Pleasing Visuals Influence Decision-Making & Improve Usability
On the surface level, we as humans get distracted by the beauty of well-crafted art and design. However, stunning graphics are more than just a pretty face. A design’s visuals have an enormous impact on the overall impression of a product such as a website design – and can even go as far as to improve usability through the user’s perception.
“There are two key takeaways to understanding the psychological influence of visuals.”
Firstly, visuals are the dominant influence in how we make decisions. It all started with our evolutionary ancestors, who had to make split-second decisions as a matter of life or death. In the prehistoric era, if you saw tiger stripes, you didn’t have time to sit and process what they meant.
You either ran immediately or that was the end of your hereditary line. This led to biological evolution to use visuals in the decision-making process. We rely on split-second glances tell us what we need to know in a short period of time, rather than spend time ruminating the logical pros and cons. That’s why something (or someone!) that seems good on paper can feel wrong in actuality, and vice-versa.
Secondly, as designers, we need to follow our hearts over cold facts and figures of design. A positive impression on an image puts the brain in a relaxed state—the user enjoys using or seeing it—while a negative impression has the opposite effect. That much may be obvious without a psychology degree, but here’s the kicker: a relaxed brain function more efficiently. In the context of design, this means that the user will be able to learn and operate a system more smoothly.

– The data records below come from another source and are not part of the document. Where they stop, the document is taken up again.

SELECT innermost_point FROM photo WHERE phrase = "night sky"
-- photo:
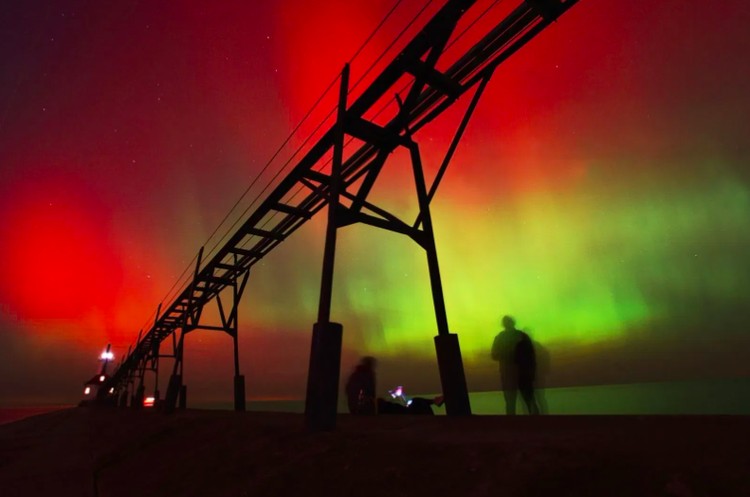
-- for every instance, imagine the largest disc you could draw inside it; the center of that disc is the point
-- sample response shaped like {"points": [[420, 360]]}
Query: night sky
{"points": [[601, 194]]}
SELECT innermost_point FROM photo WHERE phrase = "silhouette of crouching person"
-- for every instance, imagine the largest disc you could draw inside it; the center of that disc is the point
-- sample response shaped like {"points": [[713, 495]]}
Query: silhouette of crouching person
{"points": [[514, 351], [360, 388]]}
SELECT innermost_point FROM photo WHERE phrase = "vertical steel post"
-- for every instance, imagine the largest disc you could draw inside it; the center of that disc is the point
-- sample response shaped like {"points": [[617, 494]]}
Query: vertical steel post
{"points": [[325, 351], [450, 364]]}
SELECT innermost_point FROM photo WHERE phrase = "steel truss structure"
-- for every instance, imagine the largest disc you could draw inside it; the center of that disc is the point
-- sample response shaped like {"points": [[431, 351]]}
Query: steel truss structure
{"points": [[345, 190]]}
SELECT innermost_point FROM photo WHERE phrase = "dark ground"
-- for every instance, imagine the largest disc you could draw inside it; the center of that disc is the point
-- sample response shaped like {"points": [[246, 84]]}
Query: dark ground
{"points": [[108, 452]]}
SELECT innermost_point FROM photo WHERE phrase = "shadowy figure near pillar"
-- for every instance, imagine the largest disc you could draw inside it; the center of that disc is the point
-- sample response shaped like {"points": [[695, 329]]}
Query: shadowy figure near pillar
{"points": [[360, 388], [514, 351]]}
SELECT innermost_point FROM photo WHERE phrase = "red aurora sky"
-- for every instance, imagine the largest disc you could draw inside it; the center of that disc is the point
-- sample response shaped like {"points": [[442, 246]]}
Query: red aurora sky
{"points": [[601, 193]]}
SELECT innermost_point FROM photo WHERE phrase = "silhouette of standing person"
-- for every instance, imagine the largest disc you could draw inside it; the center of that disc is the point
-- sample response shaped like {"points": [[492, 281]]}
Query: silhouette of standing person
{"points": [[360, 388], [514, 351]]}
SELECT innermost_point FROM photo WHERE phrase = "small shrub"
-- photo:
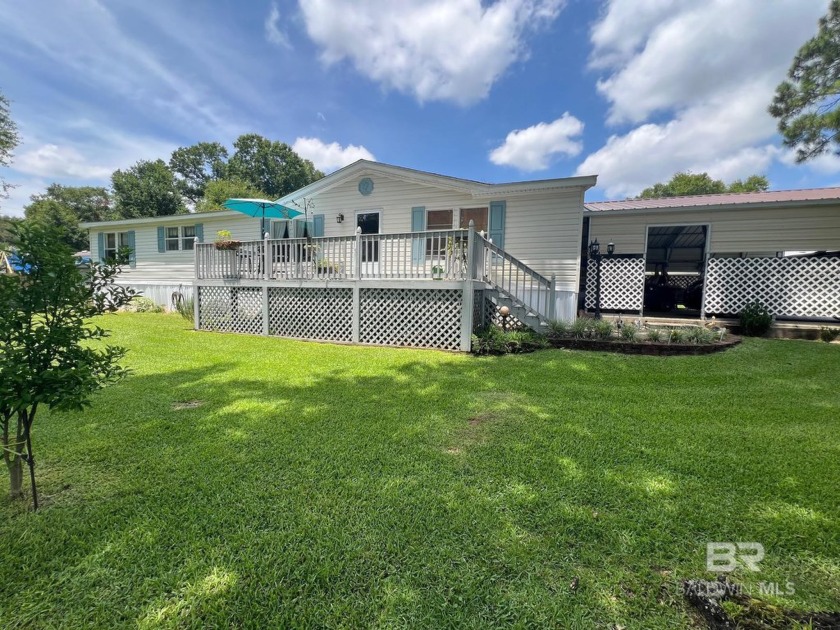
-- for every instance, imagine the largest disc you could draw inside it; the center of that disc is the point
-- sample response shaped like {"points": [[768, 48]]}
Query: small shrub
{"points": [[494, 340], [628, 333], [602, 329], [141, 304], [654, 335], [829, 334], [755, 319], [558, 328], [580, 328], [699, 335]]}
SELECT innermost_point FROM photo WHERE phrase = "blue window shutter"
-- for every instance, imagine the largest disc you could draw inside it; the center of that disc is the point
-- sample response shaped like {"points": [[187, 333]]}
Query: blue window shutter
{"points": [[418, 245], [131, 241], [496, 228]]}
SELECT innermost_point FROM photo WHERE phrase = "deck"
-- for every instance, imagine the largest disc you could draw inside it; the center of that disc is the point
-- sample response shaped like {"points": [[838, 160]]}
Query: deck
{"points": [[421, 289]]}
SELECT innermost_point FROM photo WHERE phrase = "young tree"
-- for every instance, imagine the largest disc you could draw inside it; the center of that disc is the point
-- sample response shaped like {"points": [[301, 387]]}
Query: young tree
{"points": [[9, 139], [807, 103], [147, 189], [687, 183], [218, 191], [67, 206], [272, 167], [49, 355], [196, 166]]}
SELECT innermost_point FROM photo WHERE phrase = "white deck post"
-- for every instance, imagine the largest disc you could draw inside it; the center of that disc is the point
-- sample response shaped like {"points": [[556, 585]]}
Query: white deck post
{"points": [[358, 261], [552, 298], [468, 296], [196, 249], [357, 298], [268, 259], [266, 310]]}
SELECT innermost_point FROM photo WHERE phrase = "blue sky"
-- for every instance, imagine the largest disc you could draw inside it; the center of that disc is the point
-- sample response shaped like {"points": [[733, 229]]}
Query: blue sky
{"points": [[500, 90]]}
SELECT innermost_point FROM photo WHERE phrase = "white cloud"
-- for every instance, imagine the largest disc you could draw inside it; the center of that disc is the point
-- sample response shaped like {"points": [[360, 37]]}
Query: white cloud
{"points": [[329, 157], [447, 50], [273, 32], [51, 160], [707, 71], [531, 149]]}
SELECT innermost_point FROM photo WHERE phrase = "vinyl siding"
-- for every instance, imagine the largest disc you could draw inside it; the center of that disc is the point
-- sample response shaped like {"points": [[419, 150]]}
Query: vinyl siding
{"points": [[172, 267], [748, 230], [542, 230]]}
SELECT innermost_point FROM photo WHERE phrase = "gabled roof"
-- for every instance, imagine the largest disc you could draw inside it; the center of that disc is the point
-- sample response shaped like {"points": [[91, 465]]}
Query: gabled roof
{"points": [[724, 201], [475, 189], [172, 218]]}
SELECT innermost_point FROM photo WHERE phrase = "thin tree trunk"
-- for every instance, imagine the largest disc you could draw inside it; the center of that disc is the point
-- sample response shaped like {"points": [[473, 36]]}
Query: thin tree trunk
{"points": [[15, 465]]}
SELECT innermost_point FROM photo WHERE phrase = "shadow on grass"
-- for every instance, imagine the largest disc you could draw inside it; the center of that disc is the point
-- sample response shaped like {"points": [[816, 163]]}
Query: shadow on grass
{"points": [[553, 489]]}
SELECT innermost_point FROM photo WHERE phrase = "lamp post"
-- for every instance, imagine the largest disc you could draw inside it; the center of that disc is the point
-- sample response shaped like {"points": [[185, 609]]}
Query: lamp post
{"points": [[595, 254]]}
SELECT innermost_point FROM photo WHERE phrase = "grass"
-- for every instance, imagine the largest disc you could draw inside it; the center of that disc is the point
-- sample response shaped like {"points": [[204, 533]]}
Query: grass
{"points": [[245, 481]]}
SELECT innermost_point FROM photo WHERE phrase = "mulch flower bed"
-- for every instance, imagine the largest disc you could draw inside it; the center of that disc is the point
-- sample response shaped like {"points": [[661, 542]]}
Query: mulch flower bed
{"points": [[659, 349]]}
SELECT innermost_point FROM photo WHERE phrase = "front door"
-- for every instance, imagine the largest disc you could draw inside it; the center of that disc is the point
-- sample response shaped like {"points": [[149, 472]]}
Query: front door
{"points": [[370, 224]]}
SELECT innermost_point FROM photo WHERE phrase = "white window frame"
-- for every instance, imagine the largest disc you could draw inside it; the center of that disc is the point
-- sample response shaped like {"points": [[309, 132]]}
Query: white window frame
{"points": [[120, 241], [183, 241]]}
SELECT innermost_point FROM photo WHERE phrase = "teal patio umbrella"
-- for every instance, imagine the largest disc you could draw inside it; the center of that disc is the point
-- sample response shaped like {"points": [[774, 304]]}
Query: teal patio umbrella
{"points": [[262, 208]]}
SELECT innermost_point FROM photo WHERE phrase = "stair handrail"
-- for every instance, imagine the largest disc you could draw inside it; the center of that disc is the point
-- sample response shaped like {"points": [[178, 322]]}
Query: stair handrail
{"points": [[535, 292]]}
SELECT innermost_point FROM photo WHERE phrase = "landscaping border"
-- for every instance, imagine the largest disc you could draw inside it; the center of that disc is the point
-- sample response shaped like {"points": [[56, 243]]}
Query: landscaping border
{"points": [[645, 348]]}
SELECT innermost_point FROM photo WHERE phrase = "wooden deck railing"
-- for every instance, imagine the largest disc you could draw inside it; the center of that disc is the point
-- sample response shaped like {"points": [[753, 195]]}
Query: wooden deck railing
{"points": [[433, 255], [440, 254]]}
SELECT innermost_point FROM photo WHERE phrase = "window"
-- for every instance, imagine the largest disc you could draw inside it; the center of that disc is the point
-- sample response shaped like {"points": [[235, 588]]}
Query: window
{"points": [[477, 215], [113, 242], [180, 238], [437, 220]]}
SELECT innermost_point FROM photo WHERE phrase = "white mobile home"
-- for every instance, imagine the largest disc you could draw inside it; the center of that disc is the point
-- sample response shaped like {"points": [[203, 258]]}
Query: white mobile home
{"points": [[375, 236]]}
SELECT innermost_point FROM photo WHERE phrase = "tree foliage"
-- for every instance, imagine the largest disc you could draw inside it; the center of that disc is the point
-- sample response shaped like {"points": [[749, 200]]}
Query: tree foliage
{"points": [[270, 166], [806, 104], [67, 206], [687, 183], [49, 350], [198, 165], [218, 191], [9, 139], [147, 189], [6, 226]]}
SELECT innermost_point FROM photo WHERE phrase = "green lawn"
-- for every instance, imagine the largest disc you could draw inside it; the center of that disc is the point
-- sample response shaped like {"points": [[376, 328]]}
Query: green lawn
{"points": [[324, 485]]}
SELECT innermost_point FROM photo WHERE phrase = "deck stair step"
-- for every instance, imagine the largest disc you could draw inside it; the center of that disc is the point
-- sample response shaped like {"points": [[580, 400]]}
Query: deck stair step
{"points": [[518, 309]]}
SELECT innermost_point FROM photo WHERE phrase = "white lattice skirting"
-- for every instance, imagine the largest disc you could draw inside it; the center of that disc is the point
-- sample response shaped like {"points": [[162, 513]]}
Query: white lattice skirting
{"points": [[230, 309], [420, 318], [789, 287], [622, 283], [311, 313]]}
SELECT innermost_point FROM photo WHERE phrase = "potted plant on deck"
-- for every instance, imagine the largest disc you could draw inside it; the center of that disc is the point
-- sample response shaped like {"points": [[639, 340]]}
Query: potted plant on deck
{"points": [[228, 253]]}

Too Many Choices Are As Bad As Not Enough
When the possibilities are endless, what could go wrong? Consumers want as many choices as possible… until they actually get them. The more options available to a person, the longer it will take them to come to a decision. When you are bombarded with options, it’s twice as frustrating to make choices.
For designers, keep the KISS method in mind. “KISS: Keep It Simple, Stupid,” reminds us designers to include only elements that are necessary. Extra elements that serve no serious purpose will do nothing but tax the user’s mind and weigh down the experience. The end goal is for them to respond positively and agreeably.
Visual Communication is a Universal Language
Always visual, designers know that words aren’t the only way to communicate. Like with verbal communication, what you say with visuals depends on how well you speak the language. A good designer knows the deeper meaning behind visual elements like color, shapes, placement, etc. For instance, rounding out a corner or shifting text a millimeter to the left can potentially change the entire meaning of the image. Even the smallest change can make a HUGE difference. The meaning of such visuals elements is deeply rooted in psychology.
For example, the color red is often associated with blood, lending it further associations with emergency, warning, and alertness. This goes back to how our visual perception has evolved since prehistoric times. Even if you haven’t studied the “hidden” meaning of visuals, your human instincts should subconsciously pick up on what images communicate. Trippy right?
Even if you’re not a naturally visual person, it’s still helpful to understand the meaning and context behind our visuals. If you are a designer, you should consider diving into the psychology behind design. Marketing and design may be intimidating, but it doesn’t have to be.